Histoire & Culture d’Océanie : Les plantes, premières conquérantes des îles du Pacifique par Alexandre Juster

Histoire & Culture d’Océanie : Les plantes, premières conquérantes des îles du Pacifique par Alexandre Juster

Cette semaine, la chronique Histoire & Culture d’Océanie d’Alexandre Juster nous plonge dans les origines, les provenances, les usages et la place des plantes dans les cultures du Pacifique insulaire. De la médecine traditionnelle aux plus élémentaires besoin quotidien, découvrez les liens « extrêmement étroits » qui, en Océanie, unissent l’homme et le végétal.

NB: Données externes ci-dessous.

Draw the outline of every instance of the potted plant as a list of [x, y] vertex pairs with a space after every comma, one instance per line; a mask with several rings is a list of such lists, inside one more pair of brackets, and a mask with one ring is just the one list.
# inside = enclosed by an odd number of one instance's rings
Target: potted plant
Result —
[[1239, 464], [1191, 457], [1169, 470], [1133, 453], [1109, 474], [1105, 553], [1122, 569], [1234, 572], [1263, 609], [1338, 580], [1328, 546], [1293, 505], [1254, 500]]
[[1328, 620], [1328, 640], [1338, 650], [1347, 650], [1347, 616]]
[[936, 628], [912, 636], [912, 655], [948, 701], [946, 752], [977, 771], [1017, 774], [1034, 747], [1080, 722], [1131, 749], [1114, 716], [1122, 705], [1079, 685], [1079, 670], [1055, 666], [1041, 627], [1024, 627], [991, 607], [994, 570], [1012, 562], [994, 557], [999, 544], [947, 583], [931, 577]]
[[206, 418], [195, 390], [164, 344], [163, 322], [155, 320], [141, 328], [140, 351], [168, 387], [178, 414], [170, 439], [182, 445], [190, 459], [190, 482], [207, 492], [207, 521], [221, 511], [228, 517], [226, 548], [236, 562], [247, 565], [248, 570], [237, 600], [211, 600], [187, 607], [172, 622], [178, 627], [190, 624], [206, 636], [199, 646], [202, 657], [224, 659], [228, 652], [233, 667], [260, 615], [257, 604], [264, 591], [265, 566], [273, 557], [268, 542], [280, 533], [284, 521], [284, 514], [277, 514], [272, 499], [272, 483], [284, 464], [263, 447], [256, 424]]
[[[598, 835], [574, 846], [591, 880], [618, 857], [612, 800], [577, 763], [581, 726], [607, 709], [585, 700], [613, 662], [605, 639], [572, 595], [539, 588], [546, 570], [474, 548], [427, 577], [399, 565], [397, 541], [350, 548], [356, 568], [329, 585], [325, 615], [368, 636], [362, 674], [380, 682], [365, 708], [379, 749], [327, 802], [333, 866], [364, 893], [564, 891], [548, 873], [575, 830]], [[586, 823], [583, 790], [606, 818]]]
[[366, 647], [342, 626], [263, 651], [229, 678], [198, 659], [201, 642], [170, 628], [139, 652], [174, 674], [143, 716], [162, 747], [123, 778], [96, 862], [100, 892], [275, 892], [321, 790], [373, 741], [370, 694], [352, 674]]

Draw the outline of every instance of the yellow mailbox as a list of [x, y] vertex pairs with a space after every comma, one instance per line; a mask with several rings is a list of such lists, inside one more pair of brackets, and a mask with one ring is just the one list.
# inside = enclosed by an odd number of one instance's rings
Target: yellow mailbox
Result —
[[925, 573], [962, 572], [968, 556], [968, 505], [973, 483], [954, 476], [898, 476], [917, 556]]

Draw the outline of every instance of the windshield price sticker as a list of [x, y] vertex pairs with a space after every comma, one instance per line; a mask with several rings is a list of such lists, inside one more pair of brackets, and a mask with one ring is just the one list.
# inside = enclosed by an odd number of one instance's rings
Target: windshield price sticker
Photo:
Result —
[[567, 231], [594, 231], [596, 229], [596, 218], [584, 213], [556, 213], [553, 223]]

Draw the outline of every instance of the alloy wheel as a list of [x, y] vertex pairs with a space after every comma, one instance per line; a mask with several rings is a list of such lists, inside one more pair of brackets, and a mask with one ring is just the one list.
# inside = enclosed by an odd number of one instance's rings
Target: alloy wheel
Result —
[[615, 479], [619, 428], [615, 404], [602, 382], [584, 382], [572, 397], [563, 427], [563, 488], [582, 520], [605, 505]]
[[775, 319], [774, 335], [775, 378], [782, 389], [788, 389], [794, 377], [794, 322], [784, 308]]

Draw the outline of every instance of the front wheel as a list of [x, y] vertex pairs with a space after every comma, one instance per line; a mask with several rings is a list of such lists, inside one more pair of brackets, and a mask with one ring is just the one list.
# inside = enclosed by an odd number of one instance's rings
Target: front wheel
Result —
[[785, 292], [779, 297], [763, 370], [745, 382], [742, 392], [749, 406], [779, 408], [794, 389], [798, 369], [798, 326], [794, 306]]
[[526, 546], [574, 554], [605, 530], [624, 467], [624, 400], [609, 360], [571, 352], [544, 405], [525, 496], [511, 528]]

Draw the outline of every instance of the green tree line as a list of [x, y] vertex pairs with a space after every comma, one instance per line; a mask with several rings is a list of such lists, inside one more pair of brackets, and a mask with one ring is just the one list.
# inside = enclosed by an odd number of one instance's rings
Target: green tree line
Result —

Bien avant les hommes, les plantes ont été les premières à coloniser les îles du Pacifique. Leur vie a commencé ailleurs, dans le Sud-est asiatique principalement. Emportées par les vents, les oiseaux ou les courants, elles sont venues, audacieuses, conquérir toutes les îles, enchantant par leurs couleurs la stérilité des sols volcaniques. Ainsi, en moins d’un million d’années, pour Tahiti, la nature a condensé l’histoire de la vie.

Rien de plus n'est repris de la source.